#!/bin/bash
#
# air-zerotier-watchdog: probe zerotier-one and force-restart it
# if the daemon is wedged or stopped.
#
# Triggered by a 60-second systemd timer (air-zerotier-watchdog.timer)
# at boot AND every minute thereafter. Independent of cast-server
# lifecycle so it survives a wedged or never-started cast.service.
#
# # Why this exists
#
# Operator complaint 2026-04-26: "ZeroTier should never stop, under
# any conditions". Defense-in-depth around the systemd-level
# `Restart=always` policy:
#
#   1. Pi powers up → systemd brings up zerotier-one (enabled in
#      image, auto-start). 95% of the time, this is enough.
#   2. zerotier-one crashes for some reason → Restart=always fires
#      within 5 s. Another 4% of the time covered.
#   3. Daemon is alive but wedged (process exists, no PID exit, but
#      the control socket on /var/lib/zerotier-one/zerotier-one.port
#      is unresponsive). systemd does not notice; cast-server's
#      `is-active --quiet` returns 0 (lying). This watchdog catches
#      the remaining 1% — pings the control plane, restarts on
#      timeout. Forced restart kills the wedged process and
#      Restart=always brings up a fresh one.
#
# # Probe
#
# `zerotier-cli info` over the local control socket. Returns
# "200 info <addr> <ver> ONLINE" on healthy.

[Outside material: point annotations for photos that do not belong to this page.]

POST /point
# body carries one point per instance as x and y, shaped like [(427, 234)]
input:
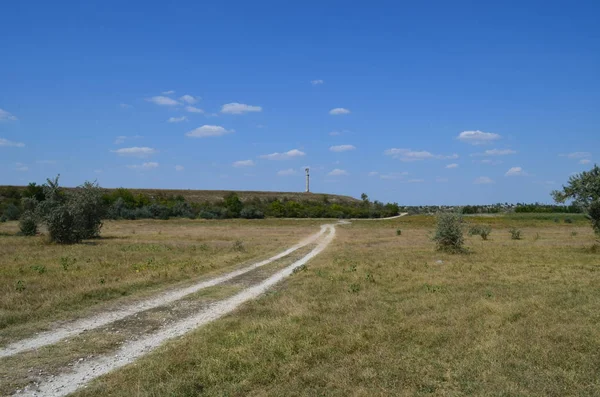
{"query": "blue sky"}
[(428, 103)]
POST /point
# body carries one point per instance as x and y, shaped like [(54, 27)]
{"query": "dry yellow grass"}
[(378, 314), (41, 282)]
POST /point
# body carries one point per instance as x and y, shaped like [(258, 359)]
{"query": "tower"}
[(307, 180)]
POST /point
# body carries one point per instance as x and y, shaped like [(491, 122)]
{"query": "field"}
[(376, 313)]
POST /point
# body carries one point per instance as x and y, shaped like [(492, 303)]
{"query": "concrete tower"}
[(307, 180)]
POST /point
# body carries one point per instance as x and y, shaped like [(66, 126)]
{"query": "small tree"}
[(584, 190), (233, 204), (28, 224), (449, 233)]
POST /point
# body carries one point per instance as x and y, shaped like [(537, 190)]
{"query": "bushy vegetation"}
[(77, 212), (515, 233), (480, 230), (584, 191), (449, 233)]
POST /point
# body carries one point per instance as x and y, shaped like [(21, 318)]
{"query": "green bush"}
[(251, 213), (71, 218), (449, 233), (594, 215), (480, 230), (28, 224), (11, 212), (515, 233)]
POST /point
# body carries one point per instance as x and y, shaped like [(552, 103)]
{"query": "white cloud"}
[(338, 172), (289, 171), (411, 155), (193, 109), (283, 156), (6, 142), (188, 99), (483, 180), (577, 155), (176, 119), (477, 137), (496, 152), (515, 171), (342, 148), (135, 151), (489, 161), (243, 163), (144, 166), (208, 130), (6, 116), (393, 175), (338, 111), (163, 101), (239, 108)]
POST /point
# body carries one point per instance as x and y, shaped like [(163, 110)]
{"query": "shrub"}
[(28, 224), (11, 212), (480, 230), (85, 205), (515, 233), (449, 234), (251, 213), (71, 218), (594, 216), (233, 204), (159, 211), (181, 209)]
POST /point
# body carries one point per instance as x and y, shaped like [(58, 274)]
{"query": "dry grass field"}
[(375, 314), (42, 282), (381, 314)]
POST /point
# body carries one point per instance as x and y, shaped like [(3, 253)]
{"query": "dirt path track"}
[(99, 320), (67, 383)]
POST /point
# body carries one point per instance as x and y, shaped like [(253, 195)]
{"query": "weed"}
[(480, 230), (301, 268), (238, 245), (449, 234), (39, 268), (66, 262), (515, 233)]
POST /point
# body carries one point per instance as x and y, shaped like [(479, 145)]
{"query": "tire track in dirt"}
[(74, 328), (69, 382)]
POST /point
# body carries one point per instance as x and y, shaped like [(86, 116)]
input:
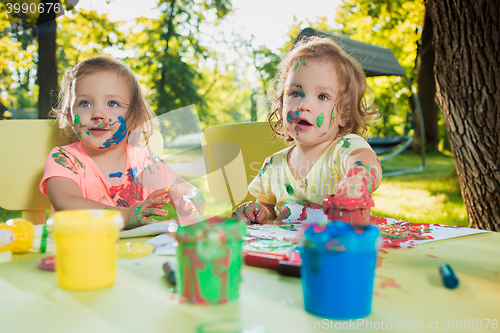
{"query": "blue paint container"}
[(338, 269)]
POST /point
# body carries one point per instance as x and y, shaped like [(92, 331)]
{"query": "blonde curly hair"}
[(350, 104), (140, 117)]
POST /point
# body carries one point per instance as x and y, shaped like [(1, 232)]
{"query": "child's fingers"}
[(158, 193), (158, 201), (158, 212)]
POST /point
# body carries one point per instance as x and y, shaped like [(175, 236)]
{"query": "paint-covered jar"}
[(19, 236), (338, 269), (355, 211), (209, 260)]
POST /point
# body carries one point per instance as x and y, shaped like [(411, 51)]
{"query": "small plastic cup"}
[(85, 243), (338, 270), (209, 260), (355, 211)]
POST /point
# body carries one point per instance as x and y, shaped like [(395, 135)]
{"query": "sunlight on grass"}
[(431, 196)]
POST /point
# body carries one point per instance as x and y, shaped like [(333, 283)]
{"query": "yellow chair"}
[(24, 146), (233, 156)]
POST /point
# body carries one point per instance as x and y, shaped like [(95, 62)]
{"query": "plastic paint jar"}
[(355, 211), (86, 253), (338, 269), (209, 260), (19, 236)]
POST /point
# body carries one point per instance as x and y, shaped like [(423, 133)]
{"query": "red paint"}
[(390, 283), (379, 261)]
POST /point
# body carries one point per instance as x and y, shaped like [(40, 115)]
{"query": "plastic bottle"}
[(19, 236)]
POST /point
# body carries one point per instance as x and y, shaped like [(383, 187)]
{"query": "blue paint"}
[(119, 135), (301, 91)]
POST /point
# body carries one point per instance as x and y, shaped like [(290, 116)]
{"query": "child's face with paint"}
[(311, 89), (98, 109)]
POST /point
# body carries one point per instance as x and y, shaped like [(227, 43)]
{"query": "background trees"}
[(466, 39)]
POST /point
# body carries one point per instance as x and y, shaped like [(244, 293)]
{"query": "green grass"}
[(431, 196)]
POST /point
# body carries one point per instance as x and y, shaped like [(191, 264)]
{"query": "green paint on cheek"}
[(77, 120), (332, 118), (319, 120)]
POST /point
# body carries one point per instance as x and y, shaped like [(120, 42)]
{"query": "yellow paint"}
[(86, 251)]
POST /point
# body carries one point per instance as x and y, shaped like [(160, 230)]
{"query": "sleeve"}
[(345, 147), (260, 187), (61, 163)]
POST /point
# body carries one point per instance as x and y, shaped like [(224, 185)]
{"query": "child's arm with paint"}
[(186, 198), (65, 194), (255, 211), (363, 175)]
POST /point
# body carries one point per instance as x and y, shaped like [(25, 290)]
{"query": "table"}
[(408, 294)]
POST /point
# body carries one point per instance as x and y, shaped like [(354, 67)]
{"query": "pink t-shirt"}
[(144, 174)]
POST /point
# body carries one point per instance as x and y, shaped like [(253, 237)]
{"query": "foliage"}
[(17, 54), (83, 34), (396, 25), (432, 196), (168, 51)]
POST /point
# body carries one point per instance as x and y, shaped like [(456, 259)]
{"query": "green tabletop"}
[(409, 295)]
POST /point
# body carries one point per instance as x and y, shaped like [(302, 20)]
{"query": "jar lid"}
[(339, 237), (217, 228), (133, 250), (85, 220)]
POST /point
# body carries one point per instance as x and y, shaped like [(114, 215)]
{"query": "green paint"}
[(319, 120), (345, 142), (209, 260), (299, 63), (67, 160), (332, 119), (264, 167), (77, 120), (289, 189)]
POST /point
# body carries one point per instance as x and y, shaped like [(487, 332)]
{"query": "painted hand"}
[(252, 211), (140, 213), (358, 182)]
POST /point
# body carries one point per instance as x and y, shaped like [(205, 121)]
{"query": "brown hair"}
[(350, 103), (139, 114)]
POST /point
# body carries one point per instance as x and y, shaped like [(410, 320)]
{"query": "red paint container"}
[(355, 211)]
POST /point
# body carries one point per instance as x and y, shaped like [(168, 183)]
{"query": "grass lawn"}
[(431, 196)]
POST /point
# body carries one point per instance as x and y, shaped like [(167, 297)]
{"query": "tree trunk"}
[(467, 44), (47, 65), (427, 84)]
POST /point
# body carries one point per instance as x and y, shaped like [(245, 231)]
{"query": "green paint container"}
[(209, 260)]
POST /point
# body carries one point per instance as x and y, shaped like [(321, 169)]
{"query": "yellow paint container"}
[(85, 243)]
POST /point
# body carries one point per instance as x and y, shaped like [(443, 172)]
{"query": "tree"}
[(169, 51), (396, 25), (16, 62), (467, 70), (45, 31)]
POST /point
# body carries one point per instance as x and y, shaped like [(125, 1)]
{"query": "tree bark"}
[(427, 83), (467, 44), (47, 65)]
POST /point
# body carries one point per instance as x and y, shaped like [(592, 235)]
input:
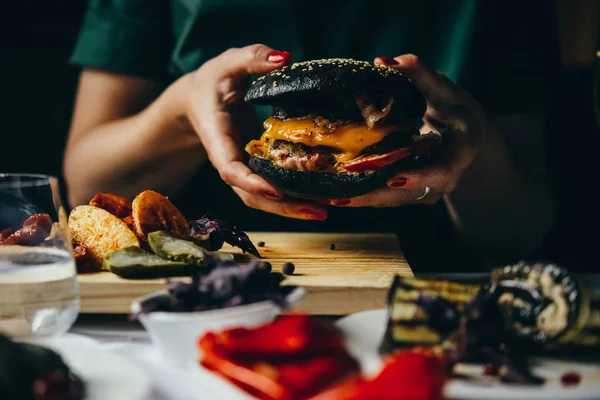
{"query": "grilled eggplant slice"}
[(136, 263), (547, 305), (424, 311), (25, 369), (167, 246)]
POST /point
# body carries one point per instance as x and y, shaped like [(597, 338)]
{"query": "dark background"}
[(37, 88)]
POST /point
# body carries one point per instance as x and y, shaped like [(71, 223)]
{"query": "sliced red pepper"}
[(292, 335), (293, 369), (407, 375), (375, 162)]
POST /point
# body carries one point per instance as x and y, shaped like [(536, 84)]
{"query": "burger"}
[(339, 128)]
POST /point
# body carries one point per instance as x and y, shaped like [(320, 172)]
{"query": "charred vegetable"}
[(211, 233), (167, 246), (136, 263), (30, 372), (424, 311), (546, 305), (226, 285)]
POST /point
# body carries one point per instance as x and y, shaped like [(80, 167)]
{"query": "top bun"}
[(303, 82)]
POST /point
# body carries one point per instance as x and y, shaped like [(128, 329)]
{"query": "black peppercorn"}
[(288, 268), (264, 266)]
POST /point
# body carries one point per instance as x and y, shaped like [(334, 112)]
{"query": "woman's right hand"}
[(215, 107)]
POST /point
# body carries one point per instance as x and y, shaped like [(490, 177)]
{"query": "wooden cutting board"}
[(353, 277)]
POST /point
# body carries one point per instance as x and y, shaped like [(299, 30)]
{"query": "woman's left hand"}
[(453, 113)]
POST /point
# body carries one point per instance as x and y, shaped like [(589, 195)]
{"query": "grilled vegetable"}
[(100, 231), (167, 246), (546, 305), (29, 372), (154, 212), (136, 263), (424, 311)]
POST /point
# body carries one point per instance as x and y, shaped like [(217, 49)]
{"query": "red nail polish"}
[(312, 214), (272, 196), (398, 182), (278, 57), (388, 60), (341, 202)]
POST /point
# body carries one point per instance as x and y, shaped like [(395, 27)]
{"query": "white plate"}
[(106, 375), (191, 382), (364, 332)]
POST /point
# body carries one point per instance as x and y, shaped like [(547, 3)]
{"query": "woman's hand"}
[(452, 112), (216, 110)]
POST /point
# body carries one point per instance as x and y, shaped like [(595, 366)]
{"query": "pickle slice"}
[(136, 263), (172, 248)]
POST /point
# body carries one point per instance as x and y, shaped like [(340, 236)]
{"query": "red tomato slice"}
[(376, 162)]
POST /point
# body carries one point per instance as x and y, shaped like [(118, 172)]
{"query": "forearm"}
[(503, 205), (155, 148)]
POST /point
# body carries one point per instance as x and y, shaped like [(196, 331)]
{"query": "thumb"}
[(255, 59)]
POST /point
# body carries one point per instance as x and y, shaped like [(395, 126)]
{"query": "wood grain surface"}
[(353, 277)]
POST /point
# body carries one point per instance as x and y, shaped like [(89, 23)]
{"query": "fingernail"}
[(388, 60), (277, 57), (398, 182), (341, 202), (312, 214), (273, 196)]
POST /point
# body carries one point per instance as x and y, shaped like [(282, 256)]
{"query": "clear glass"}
[(39, 294)]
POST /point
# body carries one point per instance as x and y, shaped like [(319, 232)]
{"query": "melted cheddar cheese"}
[(347, 140)]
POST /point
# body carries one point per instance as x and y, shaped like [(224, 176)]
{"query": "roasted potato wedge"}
[(116, 205), (100, 231), (154, 212)]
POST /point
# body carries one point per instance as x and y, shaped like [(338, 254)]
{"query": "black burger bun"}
[(318, 185), (340, 185), (310, 84)]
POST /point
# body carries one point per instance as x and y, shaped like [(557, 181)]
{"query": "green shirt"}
[(469, 40)]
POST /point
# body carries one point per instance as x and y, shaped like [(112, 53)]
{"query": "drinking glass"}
[(39, 295)]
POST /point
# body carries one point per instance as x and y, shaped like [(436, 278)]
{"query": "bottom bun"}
[(319, 185)]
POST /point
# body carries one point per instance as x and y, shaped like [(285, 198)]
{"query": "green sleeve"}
[(131, 37)]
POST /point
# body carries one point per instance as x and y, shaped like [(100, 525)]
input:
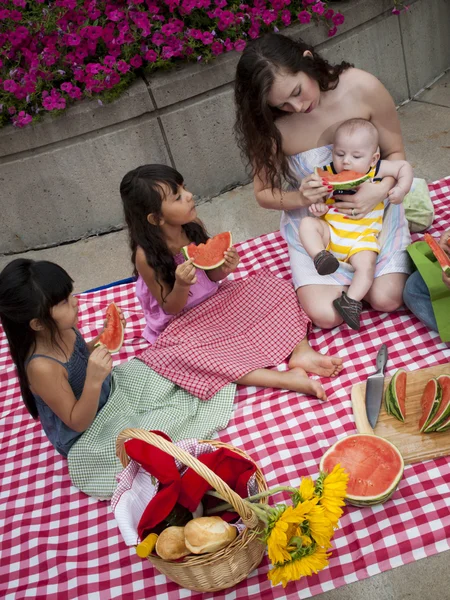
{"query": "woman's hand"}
[(231, 261), (319, 209), (99, 365), (360, 204), (314, 189), (444, 242), (186, 274)]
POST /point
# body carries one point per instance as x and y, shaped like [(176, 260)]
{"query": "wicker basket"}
[(227, 567)]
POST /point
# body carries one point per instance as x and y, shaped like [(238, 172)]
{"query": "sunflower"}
[(332, 489), (306, 489), (283, 527), (310, 563), (320, 527)]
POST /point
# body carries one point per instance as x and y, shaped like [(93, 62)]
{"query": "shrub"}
[(53, 53)]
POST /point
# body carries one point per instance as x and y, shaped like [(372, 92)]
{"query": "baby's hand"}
[(319, 209), (186, 274), (396, 195), (231, 261), (313, 188)]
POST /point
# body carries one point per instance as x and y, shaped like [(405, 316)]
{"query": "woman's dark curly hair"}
[(142, 194), (257, 135)]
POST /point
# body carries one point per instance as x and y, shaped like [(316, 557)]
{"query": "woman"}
[(289, 103)]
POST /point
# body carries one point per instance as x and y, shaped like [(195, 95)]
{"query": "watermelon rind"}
[(185, 251), (362, 501), (443, 413), (116, 348), (434, 406), (346, 185), (391, 403)]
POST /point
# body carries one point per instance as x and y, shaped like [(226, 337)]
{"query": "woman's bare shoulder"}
[(360, 81)]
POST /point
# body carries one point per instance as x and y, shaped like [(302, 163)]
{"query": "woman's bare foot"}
[(311, 361)]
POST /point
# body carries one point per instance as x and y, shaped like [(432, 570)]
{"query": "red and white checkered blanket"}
[(57, 543), (248, 324)]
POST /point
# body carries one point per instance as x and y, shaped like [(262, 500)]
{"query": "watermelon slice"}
[(112, 336), (345, 180), (442, 258), (210, 255), (431, 399), (395, 396), (375, 467), (443, 413)]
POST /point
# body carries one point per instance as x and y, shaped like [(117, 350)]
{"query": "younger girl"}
[(230, 333), (81, 402), (64, 380)]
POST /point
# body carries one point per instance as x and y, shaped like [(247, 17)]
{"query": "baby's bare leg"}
[(364, 264), (314, 235)]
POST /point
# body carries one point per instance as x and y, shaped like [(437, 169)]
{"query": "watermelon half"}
[(210, 255), (442, 416), (395, 396), (345, 180), (430, 401), (112, 336), (375, 467)]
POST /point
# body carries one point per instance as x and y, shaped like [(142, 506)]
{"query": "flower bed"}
[(53, 53)]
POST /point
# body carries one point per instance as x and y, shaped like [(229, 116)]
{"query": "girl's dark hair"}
[(28, 290), (257, 135), (142, 194)]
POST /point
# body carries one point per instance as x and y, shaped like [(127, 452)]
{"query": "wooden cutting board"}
[(413, 445)]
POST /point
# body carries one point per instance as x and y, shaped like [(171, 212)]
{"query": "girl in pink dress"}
[(205, 334)]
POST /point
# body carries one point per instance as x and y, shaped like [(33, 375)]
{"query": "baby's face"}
[(354, 151)]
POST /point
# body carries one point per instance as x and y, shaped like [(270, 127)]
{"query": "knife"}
[(374, 387)]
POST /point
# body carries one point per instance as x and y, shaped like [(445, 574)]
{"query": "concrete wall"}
[(60, 178)]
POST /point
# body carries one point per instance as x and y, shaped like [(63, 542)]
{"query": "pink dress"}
[(155, 317)]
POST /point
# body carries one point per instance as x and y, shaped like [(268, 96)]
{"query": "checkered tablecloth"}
[(57, 543)]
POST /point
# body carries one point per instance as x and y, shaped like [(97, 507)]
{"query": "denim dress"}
[(61, 436)]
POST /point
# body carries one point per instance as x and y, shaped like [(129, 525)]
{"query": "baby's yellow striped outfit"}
[(349, 236)]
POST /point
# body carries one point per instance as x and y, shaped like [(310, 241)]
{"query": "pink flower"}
[(136, 61), (338, 19), (304, 16), (9, 85), (319, 8), (151, 56), (72, 39), (109, 61), (285, 17), (116, 15), (122, 66), (92, 32), (268, 16), (22, 119), (207, 37), (217, 48), (239, 45)]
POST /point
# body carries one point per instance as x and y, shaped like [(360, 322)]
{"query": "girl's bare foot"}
[(311, 361), (294, 380)]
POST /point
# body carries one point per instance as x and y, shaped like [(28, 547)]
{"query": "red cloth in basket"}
[(188, 490)]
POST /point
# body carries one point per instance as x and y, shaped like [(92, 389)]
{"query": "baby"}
[(335, 237)]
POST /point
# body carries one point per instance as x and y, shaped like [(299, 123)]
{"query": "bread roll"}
[(170, 544), (208, 534)]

Anything else (incl.
# timeout, ECONNREFUSED, daemon not running, identity not yet
# generated on first boot) is treated as failure.
#
# # Failure action
#
# `systemctl restart zerotier-one`. The Restart=always policy +
# StartLimitBurst=30/300s drop-in on the unit means we have plenty
# of headroom; the watchdog itself only triggers a restart at most
# once per 60 s tick.
#
# # First-boot grace
#
# Skip the first 90 s after boot — zerotier-one is still generating
# its identity and joining the network, the control socket isn't
# ready yet, and a watchdog restart at 60 s would just slow things
# down. After 90 s, healthy state is well-established and any
# unhealthy state is a real fault.

set -u

UPTIME_SECS=$(awk '{print int($1)}' /proc/uptime 2>/dev/null || echo 999)
if [ "$UPTIME_SECS" -lt 90 ]; then
    echo "watchdog: skipping (uptime ${UPTIME_SECS}s, grace 90s)"
    exit 0
fi

# Probe via zerotier-cli with a strict 5 s timeout. If the binary
# is missing (extremely degraded host) we soft-fail rather than
# loop-restarting — a missing zerotier-cli means a missing daemon
# means we'd never recover anyway.
if ! command -v zerotier-cli >/dev/null 2>&1; then
    echo "watchdog: zerotier-cli missing, nothing to probe"
    exit 0
fi

# Use timeout(1) because zerotier-cli has no built-in deadline and
# can hang indefinitely against a wedged daemon socket. 5 s is
# generous — a healthy local-socket query returns in <50 ms.
INFO_OUTPUT=$(timeout 5 zerotier-cli info 2>&1)
INFO_RC=$?

if [ "$INFO_RC" -eq 0 ] && echo "$INFO_OUTPUT" | grep -q "ONLINE"; then
    # Daemon is healthy. The 'ONLINE' check is more conservative
    # than rc=0 alone: zerotier-cli returns 0 even when status is
    # OFFLINE (still talking to the daemon, but daemon hasn't
    # reached the planet yet). OFFLINE for >60 s typically means
    # the planet handshake is broken and a restart helps.
    exit 0
fi

# Probe failed — daemon is stopped, wedged, or offline. Log the
# observation (journalctl -u air-zerotier-watchdog.service) and
# force-restart. systemd's StartLimitBurst protects us from a
# total flap into permanent-failed state.
echo "watchdog: zerotier-cli info failed (rc=$INFO_RC); restarting zerotier-one"
echo "watchdog: probe output: ${INFO_OUTPUT:0:200}"

# `systemctl restart` does stop+start. Stop is bounded by the
# unit's TimeoutStopSec (default 10 s for zerotier-one). Start
# fires immediately after.
systemctl restart zerotier-one 2>&1 || {
    echo "watchdog: systemctl restart returned non-zero (probably an interlock)"
    exit 1
}

echo "watchdog: restart dispatched"
exit 0